Après cela, durant quelques jours tout resta paisible.

On n’entendait plus parler d’Orléans. De temps en temps le canon de la ville tonnait, celui de l’ennemi lui répondait de Quatre-Vents et de Wechem, puis tout se taisait de nouveau.

Le temps s’était mis à la pluie ; il tombait de grandes ondées froides, la neige fondante suivait par bancs le cours de la rivière débordée. On se tenait blotti au coin du feu ; on rêvait aux absents, à la guerre, aux marches, aux contre-marches. Les gendarmes de Bismarck-Bohlen continuaient leur service ; on les voyait passer, le manteau ruisselant de pluie. Le silence, l’incertitude vous accablaient. Marie-Rose allait et venait sans rien dire ; elle prenait même un air souriant, lorsque ma tristesse était trop grande, mais je voyais bien à sa pâleur ce qu’elle devait souffrir.

Quelquefois aussi la grand’mère, quand on y pensait le moins, se mettait à parler de Jean, demandant de ses nouvelles. On lui répondait par des choses insignifiantes ; les idées courtes de la vieillesse, sa mémoire affaiblie l’empêchaient d’aller plus loin ; elle se contentait de ce qu’on pouvait lui dire, et murmurait en rêvant :

« C’est bon !… c’est bon ! »

Et puis, les soucis de l’existence, le travail journalier, les soins du bétail, du ménage, nous aidaient à vivre.

Le pauvre Calas n’ayant plus d’ouvrage chez nous, s’était mis à faire la contrebande entre Phalsbourg et les environs, risquant sa vie tous les jours, pour porter quelques livres de tabac ou d’autres menus objets sur les glacis ; le bruit courut en ce temps qu’il avait été tué par une sentinelle allemande ; Ragot l’avait suivi, nous n’entendîmes plus parler d’eux. Ils dorment sans doute depuis longtemps au coin d’un bois, ou dans un sillon quelque part ; ils sont bien heureux.

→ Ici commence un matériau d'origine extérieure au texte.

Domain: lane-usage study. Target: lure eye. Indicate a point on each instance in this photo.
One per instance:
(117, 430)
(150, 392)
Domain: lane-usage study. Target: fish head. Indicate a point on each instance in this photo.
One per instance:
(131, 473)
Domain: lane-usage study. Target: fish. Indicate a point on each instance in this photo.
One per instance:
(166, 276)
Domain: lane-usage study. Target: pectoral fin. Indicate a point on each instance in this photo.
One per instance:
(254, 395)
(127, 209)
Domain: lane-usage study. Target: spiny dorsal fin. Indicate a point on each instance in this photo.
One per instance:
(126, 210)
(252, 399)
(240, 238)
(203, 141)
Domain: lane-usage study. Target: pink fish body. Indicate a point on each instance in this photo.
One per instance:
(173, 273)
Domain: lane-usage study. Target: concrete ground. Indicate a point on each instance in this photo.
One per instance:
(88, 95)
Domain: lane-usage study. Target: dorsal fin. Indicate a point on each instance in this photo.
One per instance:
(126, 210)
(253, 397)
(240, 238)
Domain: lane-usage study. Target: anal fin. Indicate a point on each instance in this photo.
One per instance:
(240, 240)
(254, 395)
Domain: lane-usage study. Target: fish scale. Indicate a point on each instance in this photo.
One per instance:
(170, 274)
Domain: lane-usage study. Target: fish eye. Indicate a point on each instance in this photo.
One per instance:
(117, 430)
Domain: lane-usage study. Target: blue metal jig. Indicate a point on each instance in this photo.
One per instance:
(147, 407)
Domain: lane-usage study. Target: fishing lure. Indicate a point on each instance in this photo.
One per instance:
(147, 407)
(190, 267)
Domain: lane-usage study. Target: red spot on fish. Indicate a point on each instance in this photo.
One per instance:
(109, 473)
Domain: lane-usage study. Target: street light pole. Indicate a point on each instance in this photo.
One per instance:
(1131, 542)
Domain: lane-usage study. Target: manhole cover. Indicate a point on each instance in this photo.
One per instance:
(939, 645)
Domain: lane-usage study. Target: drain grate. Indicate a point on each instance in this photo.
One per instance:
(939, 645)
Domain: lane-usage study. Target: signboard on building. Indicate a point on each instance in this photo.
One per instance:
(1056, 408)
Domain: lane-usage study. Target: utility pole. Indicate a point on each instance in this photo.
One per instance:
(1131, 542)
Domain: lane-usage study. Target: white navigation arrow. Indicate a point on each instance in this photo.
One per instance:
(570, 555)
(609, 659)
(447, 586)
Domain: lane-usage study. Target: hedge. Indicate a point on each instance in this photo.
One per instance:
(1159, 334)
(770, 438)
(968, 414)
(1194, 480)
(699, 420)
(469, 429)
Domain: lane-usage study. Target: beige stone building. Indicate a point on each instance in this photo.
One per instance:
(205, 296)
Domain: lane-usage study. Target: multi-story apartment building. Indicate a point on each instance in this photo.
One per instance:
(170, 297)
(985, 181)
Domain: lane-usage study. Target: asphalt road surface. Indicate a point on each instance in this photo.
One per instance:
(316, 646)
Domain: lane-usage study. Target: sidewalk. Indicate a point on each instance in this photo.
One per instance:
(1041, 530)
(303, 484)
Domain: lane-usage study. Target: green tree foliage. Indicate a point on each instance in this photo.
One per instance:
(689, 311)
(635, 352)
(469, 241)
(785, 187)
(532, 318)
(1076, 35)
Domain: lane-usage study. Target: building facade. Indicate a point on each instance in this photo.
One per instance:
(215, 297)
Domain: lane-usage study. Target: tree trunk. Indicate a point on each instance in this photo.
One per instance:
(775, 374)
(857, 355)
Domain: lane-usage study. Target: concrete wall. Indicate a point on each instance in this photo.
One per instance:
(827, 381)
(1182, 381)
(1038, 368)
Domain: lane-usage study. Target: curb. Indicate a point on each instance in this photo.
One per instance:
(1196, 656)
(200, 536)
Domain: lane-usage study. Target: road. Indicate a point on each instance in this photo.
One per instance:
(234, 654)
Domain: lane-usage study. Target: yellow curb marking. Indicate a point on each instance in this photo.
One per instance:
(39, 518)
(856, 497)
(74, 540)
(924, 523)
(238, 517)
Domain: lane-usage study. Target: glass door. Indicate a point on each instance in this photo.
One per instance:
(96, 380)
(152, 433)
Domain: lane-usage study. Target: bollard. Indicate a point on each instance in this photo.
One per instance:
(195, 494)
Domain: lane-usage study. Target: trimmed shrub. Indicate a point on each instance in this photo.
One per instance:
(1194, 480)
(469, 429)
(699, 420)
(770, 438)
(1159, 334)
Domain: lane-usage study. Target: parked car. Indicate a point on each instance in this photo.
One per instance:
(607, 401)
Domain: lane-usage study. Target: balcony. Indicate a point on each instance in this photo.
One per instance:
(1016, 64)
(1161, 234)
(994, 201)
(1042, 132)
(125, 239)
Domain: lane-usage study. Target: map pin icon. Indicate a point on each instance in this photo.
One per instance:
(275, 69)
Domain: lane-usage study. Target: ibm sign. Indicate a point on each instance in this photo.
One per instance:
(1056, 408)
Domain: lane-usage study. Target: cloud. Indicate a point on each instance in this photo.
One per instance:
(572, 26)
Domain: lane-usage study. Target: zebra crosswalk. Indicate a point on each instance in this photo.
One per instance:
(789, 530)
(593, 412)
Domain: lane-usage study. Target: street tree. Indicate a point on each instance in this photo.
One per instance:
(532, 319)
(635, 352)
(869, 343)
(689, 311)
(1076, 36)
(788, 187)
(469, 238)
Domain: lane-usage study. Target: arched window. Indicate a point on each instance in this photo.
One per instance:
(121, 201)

Un matin, dans la grande salle en bas, étant seuls, le père Ykel me dit :

« Frédéric, on sait que Jean Merlin, votre gendre, est parti pour rejoindre l’armée nationale. Méfiez-vous, les Prussiens pourraient vous faire de la peine ! »

J’étais tout saisi, et je lui répondis au bout d’un instant :

« Mais non, père Ykel ! Jean a des affaires du côté de Dôsenheim ; il court pour faire rentrer de vieilles créances ; dans ce moment on a besoin d’argent.

— Bah ! bah ! dit-il, vous n’avez pas besoin de me cacher la chose ; je suis un vieil ami des Bruat et le vôtre. Merlin n’est pas venu depuis quelques jours ; il a passé la montagne et il a bien fait, c’est un brave garçon ; mais les traîtres ne manquent pas, vous êtes dénoncé, ainsi soyez sur vos gardes. »

Cet avertissement me donna l’éveil ; et, pensant qu’il était bon de prévenir aussi la mère Margrédel et l’oncle Daniel, après déjeuner, sans rien dire à Marie-Rose, je pris mon bâton et je partis pour Felsberg.

Il ne pleuvait plus. Le soleil d’hiver brillait sur les bois ; et ce spectacle, en sortant de notre sombre recoin, me ranima. Comme le sentier au pied de la côte passait près de la maison forestière, découvrant le vieux toit au loin, j’en fus attendri. Tous mes souvenirs se réveillèrent ; l’idée me vint d’aller voir la maisonnette, de regarder à l’intérieur, en me dressant sur le banc du mur. Il me semblait que cela me ferait du bien, de revoir la vieille salle où les anciens étaient morts, où mes enfants étaient venus au monde ! Mes entrailles en frémissaient et j’allais d’un bon pas, quand, arrivant au petit pont en d’os d’âne, entre les saules couverts de givre, je restai tout saisi.

Un garde forestier allemand, son chapeau de feutre vert à plumes de coq sur l’oreille, la pipe de porcelaine à long tuyau dans ses grosses moustaches blondes, et les bras croisés au bord de la fenêtre ouverte, fumait tranquillement, l’air calme, heureux comme dans son propre nid. Il regardait, en souriant, deux enfants joufflus à tête blonde qui s’amusaient sur la porte ; et derrière lui, dans l’ombre de la salle, se penchait une femme grasse, les joues rouges, criant d’un ton joyeux :

« Wilhelm, Karl, arrivez, voici vos tartines ! »

Tout mon sang ne fit qu’un tour.

Quel malheur de voir des étrangers dans la maison des anciens, où l’on a vécu jusqu’à la vieillesse, et d’où l’on est chassé sans avoir commis de crime, seulement parce que les autres sont maîtres et qu’ils vous jettent dehors ! C’est épouvantable.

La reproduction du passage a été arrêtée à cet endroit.